CLEVELAND, Ohio — Former University of Minnesota President Eric W. Kaler has been named the new Case Western Reserve University.
“Our university’s growing momentum attracted an exceptional pool of candidates,” Board Chair Fred DiSanto said in a news release. “But Eric’s unique combination of intellect, accomplishments, and authenticity ultimately made him our unanimous choice to become Case Western Reserve’s next president.”
Kaler will replace Barbara Snyder, CWRU’s first woman president, who in her 12-year tenure eliminated a $19-million deficit, added campus buildings and helped raise $1.82 billion in donations to its “Thinking Forward” capital plan. Snyder will lead the American Association of Universities.

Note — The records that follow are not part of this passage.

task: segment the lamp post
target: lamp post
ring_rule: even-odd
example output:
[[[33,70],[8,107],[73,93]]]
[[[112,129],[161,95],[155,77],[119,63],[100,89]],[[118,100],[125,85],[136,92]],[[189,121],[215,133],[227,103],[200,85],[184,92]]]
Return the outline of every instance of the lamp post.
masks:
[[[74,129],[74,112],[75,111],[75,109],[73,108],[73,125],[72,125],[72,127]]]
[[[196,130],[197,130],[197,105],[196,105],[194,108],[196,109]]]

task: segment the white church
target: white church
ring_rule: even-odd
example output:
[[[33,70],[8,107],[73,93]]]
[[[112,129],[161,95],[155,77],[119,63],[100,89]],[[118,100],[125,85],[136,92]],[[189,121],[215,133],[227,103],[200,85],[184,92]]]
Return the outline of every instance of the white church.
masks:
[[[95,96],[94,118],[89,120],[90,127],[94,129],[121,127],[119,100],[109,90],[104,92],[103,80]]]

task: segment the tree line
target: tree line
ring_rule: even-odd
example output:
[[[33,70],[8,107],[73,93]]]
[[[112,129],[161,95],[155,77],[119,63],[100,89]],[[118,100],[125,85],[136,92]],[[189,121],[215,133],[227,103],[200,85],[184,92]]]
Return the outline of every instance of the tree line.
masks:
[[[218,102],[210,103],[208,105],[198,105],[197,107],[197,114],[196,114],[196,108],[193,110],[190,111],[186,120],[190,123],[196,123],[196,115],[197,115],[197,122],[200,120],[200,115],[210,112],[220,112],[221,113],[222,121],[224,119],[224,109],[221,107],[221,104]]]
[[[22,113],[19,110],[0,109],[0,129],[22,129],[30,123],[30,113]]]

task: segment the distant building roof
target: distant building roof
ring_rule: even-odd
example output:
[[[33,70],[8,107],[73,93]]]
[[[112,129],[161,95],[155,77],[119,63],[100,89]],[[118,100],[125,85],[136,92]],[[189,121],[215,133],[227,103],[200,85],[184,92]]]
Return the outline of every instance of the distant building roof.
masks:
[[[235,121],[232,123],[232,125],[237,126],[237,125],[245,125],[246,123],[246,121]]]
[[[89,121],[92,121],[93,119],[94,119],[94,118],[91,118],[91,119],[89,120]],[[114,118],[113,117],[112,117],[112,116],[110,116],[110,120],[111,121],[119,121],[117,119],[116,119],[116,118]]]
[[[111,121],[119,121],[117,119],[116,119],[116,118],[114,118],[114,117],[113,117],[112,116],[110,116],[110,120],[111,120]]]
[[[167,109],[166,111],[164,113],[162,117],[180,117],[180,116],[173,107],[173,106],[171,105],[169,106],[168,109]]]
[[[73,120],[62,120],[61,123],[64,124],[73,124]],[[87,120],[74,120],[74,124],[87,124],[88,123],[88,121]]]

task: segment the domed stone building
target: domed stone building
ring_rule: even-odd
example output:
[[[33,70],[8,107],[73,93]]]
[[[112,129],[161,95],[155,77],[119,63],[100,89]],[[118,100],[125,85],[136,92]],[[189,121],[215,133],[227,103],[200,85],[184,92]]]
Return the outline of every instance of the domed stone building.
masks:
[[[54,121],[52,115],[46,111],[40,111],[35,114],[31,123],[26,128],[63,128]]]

An accomplished chemical engineer, Kaler led the the University of Minnesota with unprecedented growth in research, fundraising and graduation rates. He was also part of the research progress that led to a state partnership known as MnDRIVE (Minnesota Discovery, Research, and InnoVation Economy). Kaler holds 10 patents and has been published more than 200 peer-reviewed papers. He is also a member and fellow of several academies including the National Academy of Engineering.
The $18 million program helped to fund research areas that aligned with industry needs and statewide challenges. Topics included robotics and advanced manufacturing, the environment, treatments for brain conditions, and, later, a statewide clinical trials network for cancer (which added $4 million per year to the allocation).
Initially, Kaler didn’t want to leave the area after stepping down as president in 2019. But after learning more about CWU, he became intrigued.
“There is a tremendous fit,” Kaler said. “Once I looked, I got more excited… [and thought] I’m really made for this job.”
David McMillan, a current regent and former chair of its board, attributes Kaler’s success in launching MnDRIVE and other initiatives were two primary factors.
“He had that kind of big-picture vision,” McMillan said in a news release.
Kaler is married to his wife, Karen, and has two adult sons —Charlie and Sam— and a nearly 4-year-old granddaughter, Ophelia.